En esa mañana de marzo en que nos dijo adiós, Miguel Delibes podría haberse apropiado, con satisfacción, aquel versículo de la Biblia que todo hombre quisiera merecer como epitafio: “como vid retoñé con gracia, y mis flores son frutos hermosos y ricos”. Frutos que se llaman, en su caso, Miguel, Ángeles, Germán, Elisa, Juan, Adolfo y Camino. Pero también La hoja roja, Las ratas, Señora de rojo sobre fondo gris, Diario de un cazador, Cinco horas con Mario, Los santos inocentes, etc. etc.

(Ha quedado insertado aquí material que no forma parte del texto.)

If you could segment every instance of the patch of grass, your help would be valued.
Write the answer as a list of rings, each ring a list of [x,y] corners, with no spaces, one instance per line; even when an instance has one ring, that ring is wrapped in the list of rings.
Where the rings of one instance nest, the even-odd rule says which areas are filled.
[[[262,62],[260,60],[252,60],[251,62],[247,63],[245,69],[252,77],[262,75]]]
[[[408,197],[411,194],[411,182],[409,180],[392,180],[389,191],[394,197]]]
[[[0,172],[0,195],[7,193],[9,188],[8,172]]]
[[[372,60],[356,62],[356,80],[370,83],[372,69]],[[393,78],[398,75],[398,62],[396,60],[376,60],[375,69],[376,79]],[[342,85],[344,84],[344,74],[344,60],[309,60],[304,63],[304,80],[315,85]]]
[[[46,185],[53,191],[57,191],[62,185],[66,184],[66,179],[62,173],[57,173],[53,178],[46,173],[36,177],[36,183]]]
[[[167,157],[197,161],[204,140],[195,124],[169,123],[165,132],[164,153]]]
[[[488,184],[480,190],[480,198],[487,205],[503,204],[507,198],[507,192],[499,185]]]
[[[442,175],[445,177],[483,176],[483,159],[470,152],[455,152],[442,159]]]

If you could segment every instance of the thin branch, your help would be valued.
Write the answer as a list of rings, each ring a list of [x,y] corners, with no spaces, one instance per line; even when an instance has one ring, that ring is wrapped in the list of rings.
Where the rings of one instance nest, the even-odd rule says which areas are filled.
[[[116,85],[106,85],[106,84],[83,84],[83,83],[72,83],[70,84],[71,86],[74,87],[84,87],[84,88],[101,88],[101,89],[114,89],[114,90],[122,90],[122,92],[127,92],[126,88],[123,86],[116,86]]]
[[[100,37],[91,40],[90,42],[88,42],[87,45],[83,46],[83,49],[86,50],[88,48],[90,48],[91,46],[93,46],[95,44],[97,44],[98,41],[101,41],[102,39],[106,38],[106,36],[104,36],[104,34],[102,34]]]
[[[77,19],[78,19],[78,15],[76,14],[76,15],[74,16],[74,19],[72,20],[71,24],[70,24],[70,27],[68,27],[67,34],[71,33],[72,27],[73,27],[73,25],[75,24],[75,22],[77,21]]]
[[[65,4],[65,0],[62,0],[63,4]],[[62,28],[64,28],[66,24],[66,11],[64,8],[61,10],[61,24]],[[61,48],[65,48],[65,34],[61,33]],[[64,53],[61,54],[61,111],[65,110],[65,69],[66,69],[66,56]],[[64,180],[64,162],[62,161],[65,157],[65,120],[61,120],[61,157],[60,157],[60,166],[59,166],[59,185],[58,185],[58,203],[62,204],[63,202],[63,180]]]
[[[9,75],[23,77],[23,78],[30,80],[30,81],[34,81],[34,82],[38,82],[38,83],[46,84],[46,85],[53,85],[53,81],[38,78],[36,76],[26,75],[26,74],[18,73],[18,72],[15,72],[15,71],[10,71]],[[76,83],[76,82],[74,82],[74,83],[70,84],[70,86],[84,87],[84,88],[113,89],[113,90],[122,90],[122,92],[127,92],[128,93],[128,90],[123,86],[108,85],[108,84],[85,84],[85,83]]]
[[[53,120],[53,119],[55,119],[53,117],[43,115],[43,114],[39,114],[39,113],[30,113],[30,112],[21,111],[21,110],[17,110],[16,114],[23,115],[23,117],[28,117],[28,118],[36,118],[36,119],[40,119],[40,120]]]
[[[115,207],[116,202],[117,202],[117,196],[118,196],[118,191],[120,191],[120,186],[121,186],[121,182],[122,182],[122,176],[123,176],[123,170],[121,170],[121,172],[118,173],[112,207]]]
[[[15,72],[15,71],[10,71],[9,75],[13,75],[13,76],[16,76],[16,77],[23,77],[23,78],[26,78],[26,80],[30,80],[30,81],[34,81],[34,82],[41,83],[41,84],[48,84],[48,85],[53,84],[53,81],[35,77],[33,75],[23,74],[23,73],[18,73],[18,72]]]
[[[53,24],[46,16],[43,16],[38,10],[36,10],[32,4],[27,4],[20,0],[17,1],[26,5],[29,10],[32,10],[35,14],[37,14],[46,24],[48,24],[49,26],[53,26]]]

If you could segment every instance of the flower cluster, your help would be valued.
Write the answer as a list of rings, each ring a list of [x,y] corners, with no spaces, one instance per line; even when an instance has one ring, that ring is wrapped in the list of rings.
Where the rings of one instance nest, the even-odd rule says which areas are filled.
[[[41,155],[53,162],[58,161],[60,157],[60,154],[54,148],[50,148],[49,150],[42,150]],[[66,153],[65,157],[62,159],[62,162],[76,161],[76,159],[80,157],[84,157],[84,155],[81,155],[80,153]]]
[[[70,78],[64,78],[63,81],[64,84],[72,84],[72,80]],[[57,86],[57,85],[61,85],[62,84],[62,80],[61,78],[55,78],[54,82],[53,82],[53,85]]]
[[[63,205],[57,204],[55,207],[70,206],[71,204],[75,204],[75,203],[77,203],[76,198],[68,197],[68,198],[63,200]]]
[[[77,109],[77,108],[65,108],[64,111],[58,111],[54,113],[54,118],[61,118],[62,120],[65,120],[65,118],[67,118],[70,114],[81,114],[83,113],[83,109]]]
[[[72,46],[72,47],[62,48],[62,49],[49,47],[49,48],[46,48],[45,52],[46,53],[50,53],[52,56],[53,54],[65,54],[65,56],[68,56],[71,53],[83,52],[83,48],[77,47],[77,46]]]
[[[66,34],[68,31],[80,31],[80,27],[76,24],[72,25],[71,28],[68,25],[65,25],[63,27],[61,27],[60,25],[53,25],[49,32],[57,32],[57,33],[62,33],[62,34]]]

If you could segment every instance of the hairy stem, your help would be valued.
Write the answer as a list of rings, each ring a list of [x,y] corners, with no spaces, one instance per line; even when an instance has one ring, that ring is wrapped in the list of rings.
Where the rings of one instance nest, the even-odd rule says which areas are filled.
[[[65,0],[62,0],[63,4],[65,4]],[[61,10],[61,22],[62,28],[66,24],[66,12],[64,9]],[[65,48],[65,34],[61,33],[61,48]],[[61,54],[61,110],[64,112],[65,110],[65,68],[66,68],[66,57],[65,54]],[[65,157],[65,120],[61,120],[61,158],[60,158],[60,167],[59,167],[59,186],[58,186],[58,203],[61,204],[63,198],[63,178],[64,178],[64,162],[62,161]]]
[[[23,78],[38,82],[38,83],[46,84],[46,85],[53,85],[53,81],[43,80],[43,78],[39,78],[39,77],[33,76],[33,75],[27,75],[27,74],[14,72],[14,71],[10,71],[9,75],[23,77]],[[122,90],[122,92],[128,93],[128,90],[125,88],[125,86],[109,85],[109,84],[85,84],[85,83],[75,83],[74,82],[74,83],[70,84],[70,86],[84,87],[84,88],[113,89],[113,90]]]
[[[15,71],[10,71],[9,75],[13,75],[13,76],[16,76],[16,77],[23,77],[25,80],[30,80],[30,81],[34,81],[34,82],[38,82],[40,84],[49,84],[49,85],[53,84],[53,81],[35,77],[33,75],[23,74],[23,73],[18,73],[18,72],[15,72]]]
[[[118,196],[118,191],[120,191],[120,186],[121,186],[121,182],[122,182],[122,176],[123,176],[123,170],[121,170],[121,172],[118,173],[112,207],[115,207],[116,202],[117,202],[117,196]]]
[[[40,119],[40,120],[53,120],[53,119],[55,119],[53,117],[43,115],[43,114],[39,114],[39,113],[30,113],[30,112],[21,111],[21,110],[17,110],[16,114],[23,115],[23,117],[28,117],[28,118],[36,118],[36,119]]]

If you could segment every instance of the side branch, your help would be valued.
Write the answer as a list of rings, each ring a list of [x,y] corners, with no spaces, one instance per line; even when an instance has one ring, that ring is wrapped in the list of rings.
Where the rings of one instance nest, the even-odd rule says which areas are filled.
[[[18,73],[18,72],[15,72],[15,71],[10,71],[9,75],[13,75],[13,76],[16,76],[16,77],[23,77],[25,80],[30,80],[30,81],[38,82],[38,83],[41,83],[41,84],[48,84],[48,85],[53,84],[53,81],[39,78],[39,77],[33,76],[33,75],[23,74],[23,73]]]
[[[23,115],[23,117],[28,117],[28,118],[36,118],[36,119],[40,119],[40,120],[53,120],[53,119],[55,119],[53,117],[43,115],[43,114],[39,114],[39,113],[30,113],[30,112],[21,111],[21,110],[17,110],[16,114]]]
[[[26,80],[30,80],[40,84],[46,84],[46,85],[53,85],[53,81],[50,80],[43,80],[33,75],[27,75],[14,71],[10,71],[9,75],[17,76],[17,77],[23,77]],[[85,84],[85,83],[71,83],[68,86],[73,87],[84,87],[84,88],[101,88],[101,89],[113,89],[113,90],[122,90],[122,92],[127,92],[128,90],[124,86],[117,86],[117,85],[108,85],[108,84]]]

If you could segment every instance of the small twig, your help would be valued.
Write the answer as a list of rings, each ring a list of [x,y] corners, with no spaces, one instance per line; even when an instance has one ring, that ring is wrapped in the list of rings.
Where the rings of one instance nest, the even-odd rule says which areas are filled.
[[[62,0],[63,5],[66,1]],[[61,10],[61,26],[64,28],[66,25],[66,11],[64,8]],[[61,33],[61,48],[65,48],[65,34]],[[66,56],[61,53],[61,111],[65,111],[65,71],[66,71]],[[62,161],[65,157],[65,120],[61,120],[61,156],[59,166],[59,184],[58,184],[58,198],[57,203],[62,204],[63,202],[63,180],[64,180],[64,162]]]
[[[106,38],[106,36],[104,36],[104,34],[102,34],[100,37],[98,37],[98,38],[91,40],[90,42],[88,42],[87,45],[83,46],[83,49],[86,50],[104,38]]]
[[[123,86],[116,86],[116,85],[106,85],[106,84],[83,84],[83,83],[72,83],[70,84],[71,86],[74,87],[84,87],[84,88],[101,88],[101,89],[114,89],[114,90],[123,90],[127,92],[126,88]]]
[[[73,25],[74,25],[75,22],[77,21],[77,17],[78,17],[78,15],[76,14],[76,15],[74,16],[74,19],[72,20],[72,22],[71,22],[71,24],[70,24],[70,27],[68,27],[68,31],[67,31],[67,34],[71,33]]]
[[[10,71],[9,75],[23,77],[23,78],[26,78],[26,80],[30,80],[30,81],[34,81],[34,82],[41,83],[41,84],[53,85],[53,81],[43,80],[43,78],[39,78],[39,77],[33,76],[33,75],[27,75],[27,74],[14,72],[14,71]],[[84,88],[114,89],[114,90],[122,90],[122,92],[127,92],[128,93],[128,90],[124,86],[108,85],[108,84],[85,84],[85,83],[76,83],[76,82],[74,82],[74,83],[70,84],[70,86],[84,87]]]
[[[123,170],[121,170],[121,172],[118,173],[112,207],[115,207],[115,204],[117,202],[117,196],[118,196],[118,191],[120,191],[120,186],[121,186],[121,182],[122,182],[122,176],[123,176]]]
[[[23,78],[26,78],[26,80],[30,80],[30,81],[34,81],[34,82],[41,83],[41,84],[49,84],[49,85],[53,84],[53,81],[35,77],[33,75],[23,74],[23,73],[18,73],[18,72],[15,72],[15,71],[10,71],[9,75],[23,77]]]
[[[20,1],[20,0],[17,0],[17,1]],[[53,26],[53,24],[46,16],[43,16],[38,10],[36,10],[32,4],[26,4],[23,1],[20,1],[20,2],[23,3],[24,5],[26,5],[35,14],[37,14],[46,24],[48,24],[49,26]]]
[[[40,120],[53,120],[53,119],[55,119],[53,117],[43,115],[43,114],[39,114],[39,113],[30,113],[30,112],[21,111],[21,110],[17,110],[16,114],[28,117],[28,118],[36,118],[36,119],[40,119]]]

En el lejano primero de BUP, una joven profesora que reemplazaba aquel año al padre director nos propuso una actividad entonces no tan usual como ahora en los colegios, cual era leer un libro enterito. Se titulaba El camino: una novela de lectura fácil, con personajes sencillos, que trataba de un niño de once años al que, contra su voluntad, le llevaban a estudiar a la ciudad, lejos de su pueblo y de sus amigos. Tal vez en aquel momento sólo nos fijamos en las anécdotas entrañables, los tipos populares y el entorno natural en que la novela se desarrolla. Pero en El camino late un intenso drama humano, pues toda la novela gira en torno al punto en que Daniel supo “lo que era tener el vientre seco y lo que era un aborto”, que es como decir el descubrimiento de la vecindad de la vida y la muerte: la cuna y la sepultura, que hubiera dicho Quevedo, o la sombra alargada del ciprés. El fin de la inocencia:

Algo se marchitó de repente muy dentro de su ser: quizá la fe en la perennidad de la infancia. Advirtió que todos acabarían muriendo, los viejos y los niños. Él nunca se paró a pensarlo y al hacerlo ahora, una sensación punzante y angustiosa lo asfixiaba.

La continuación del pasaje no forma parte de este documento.